Esta técnica, basada en la reproducción de plantas a partir de ramas seleccionadas, garantiza uniformidad genética y permite conservar las mejores características de las variedades madre, lo que se traduce en cafetales más resistentes y productivos. Con ello, se asegura un material vegetal de calidad que responde a las exigencias de los planes de acopio y exportación, fortaleciendo la economía local y la identidad cafetalera de la región.
La Estación de Investigaciones Agroforestales Tercer Frente desempeña un rol esencial en este proceso, no solo por su capacidad de innovación científica, sino también por su función educativa y comunitaria. Los productores incorporan la técnica en sus fincas como una herramienta para elevar rendimientos sin necesidad de ampliar áreas de cultivo. Además, la institución garantiza bancos de semillas y esquejes certificados, lo que facilita la expansión de plantaciones con variedades de alto rendimiento y adaptadas a las condiciones de montaña.
El impacto de esta tecnología se refleja en los resultados concretos.
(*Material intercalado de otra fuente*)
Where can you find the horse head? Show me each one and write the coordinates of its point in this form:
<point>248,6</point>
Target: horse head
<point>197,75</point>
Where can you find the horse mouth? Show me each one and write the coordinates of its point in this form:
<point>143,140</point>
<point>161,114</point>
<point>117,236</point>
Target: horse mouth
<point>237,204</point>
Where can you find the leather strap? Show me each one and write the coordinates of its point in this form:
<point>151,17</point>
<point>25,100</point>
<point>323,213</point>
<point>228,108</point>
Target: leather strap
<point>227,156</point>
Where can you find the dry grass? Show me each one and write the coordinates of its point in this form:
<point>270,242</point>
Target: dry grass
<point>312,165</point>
El café Robusta propagado por esquejes alcanza hasta cuatro toneladas por hectárea, mientras que el Arábico logra cerca de 2,8 toneladas.
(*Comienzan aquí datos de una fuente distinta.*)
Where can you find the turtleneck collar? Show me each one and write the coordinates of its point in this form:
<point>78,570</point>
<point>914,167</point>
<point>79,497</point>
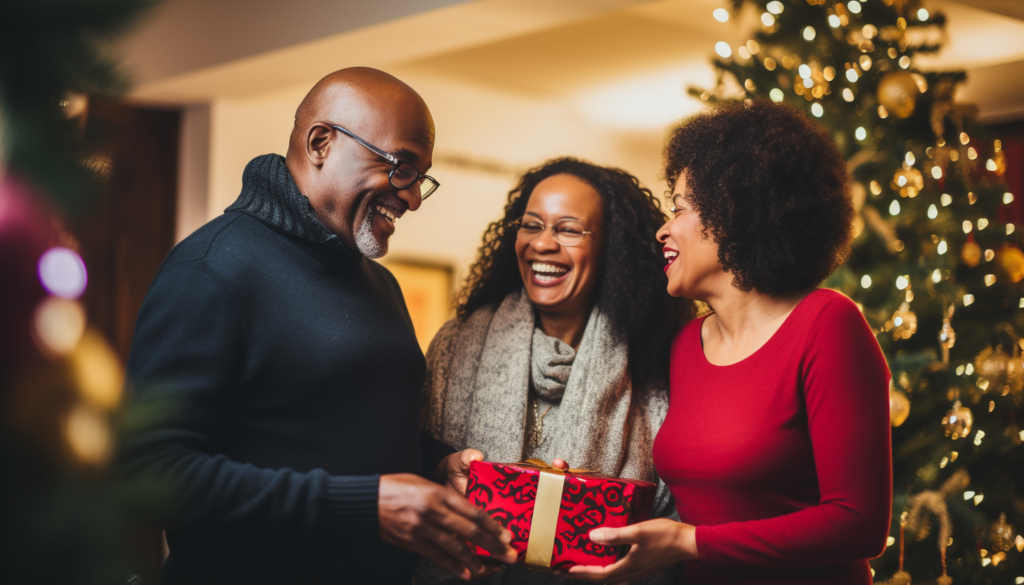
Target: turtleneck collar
<point>269,194</point>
Estos números no solo representan un incremento en la productividad, sino también un paso firme hacia la sostenibilidad, al reducir la presión sobre los suelos serranos y proteger el entorno natural. En suma, la propagación del café por esquejes en Tercer Frente no es únicamente una técnica agrícola, sino una estrategia de desarrollo científico y comunitario que asegura un futuro más próspero para el cultivo y reafirma la tradición cafetalera de la Sierra Maestra.